This repository is dedicated to the BioML Challenge 2024: Bits to Binders competition, organized by the University of Texas at Austin BioML Society. The aim of this competition is to advance protein design using modern AI tools. Our task is to design a protein sequence that effectively binds to a specific cancer antigen target, with the goal of activating CAR-T cell proliferation and killing responses.
To run the workflow, you need to install RFdiffusion, ColabDesign, and pyrosetta.
Here's a step-by-step breakdown of the workflow used to design and validate the protein binders:
We were constrained to designing binders with a maximum length of 80 amino acids (AA). While smaller binders could be extended with linkers, we aimed to engineer larger binders at the full 80 AA, giving us more flexibility and space for engineering.
To achieve this, we developed a BinderBlueprint generator to create different adjacency matrices for binders of a defined length and secondary structural elements (SSEs). These matrices are later used with RFdiffusion for scaffold-guided diffusion of binders towards desired target hotspots.
Follow the example below to generate binder blueprints, or run the provided script scripts/binder_blueprints.py to generate binder blueprints for different scaffolds - binders with different structural elements.

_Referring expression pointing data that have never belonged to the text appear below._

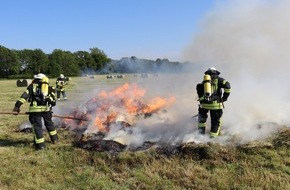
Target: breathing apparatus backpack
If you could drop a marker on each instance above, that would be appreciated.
(207, 86)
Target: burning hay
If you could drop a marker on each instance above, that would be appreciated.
(117, 110)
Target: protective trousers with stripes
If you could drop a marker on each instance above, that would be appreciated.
(36, 122)
(215, 116)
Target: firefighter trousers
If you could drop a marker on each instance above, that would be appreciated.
(215, 116)
(36, 122)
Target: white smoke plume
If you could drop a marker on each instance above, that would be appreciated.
(247, 41)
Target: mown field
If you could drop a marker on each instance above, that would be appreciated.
(259, 165)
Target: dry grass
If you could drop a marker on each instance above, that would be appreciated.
(63, 166)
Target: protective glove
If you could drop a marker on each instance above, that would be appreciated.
(224, 99)
(48, 100)
(16, 110)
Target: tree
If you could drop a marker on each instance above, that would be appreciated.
(100, 58)
(85, 61)
(63, 62)
(33, 61)
(8, 63)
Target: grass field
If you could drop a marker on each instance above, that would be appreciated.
(63, 166)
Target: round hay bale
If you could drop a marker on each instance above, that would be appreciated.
(26, 82)
(19, 83)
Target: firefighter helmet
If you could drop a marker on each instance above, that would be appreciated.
(212, 70)
(39, 76)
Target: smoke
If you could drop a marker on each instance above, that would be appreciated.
(247, 41)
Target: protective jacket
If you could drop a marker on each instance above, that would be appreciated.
(38, 101)
(218, 96)
(60, 84)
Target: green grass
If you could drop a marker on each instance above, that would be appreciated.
(63, 166)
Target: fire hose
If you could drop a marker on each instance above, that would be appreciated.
(53, 115)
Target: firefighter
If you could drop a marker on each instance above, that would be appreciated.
(212, 92)
(61, 83)
(42, 98)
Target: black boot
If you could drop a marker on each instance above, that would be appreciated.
(54, 139)
(201, 130)
(39, 146)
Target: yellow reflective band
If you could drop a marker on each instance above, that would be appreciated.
(22, 100)
(201, 124)
(214, 106)
(227, 90)
(38, 109)
(52, 132)
(38, 141)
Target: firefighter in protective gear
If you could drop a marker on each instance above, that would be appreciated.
(61, 83)
(42, 98)
(212, 92)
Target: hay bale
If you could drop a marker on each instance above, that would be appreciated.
(26, 82)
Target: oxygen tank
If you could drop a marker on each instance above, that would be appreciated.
(207, 86)
(44, 86)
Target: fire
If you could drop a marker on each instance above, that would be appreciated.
(105, 108)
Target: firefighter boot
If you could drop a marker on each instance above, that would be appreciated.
(54, 138)
(201, 130)
(39, 146)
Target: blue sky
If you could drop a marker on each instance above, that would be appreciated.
(147, 29)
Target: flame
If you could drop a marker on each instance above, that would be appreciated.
(105, 107)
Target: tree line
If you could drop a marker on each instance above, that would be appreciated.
(25, 63)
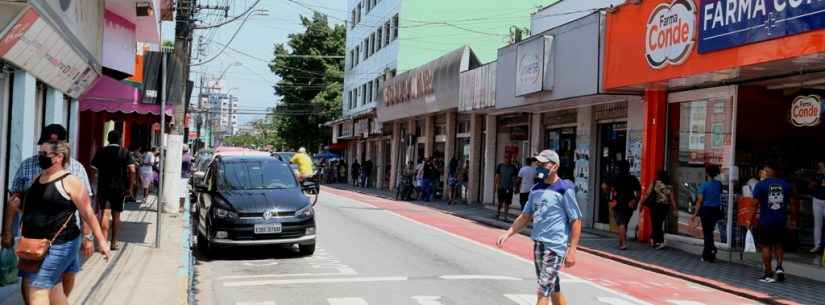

If you want to provide just the size of the binder (with the length of beta strands being half that of helices):
blueprint = BinderBlueprints(
elements=["HHH"], # Three helices
size=80,
)
blueprint.save_adj_sse(output_dir=OUTPUT_DIR)You can also specify the sizes of the individual secondary elements and linkers:
blueprint = BinderBlueprints(
elements=["HHH"], # Three helices
size=80,
element_lengths=[25,25,24], # Lengths of each helix
linker_lengths=[3,3], # Lengths of the linkers between the helices
)
blueprint.save_adj_sse(output_dir=OUTPUT_DIR)This will generate secondary structure (ss.pt) and adjacency matrices (adj.pt) for the binders, which can be used as input for scaffold-guided diffusion.
To use our pre-generated binder blueprints, extract them with the following command:
tar -xzvf data/binder_blueprints.tar.gzWe employed several approaches to design the protein binders, leveraging various RFdiffusion scripts targeting different regions of the hCD20 antigen:
Targeting a single monomer (modeled as a dimer) Targeting the middle of hCD20 Targeting the entire dimer with random binder scaffolds Preparing symmetric binders to leverage target symmetry
We shorten the hCD20 protein model to only the part that is positioned on the outer site of membrane - contigs: D65-87/D131-198/0 C65-87/C131-198/0. This is so that computations will be quicker. We also need to generate ss.pt and adj.pt files for RFdiffusion, easiest way is to use make_secstruc_adj.py from RFdiffusion repository.
The only difference between the first two approaches is the choice of diffusion hotspots:
Targeting a single hCD20 monomer: [D76,D160,D161,D163,D166,D170,C177,C178,C182]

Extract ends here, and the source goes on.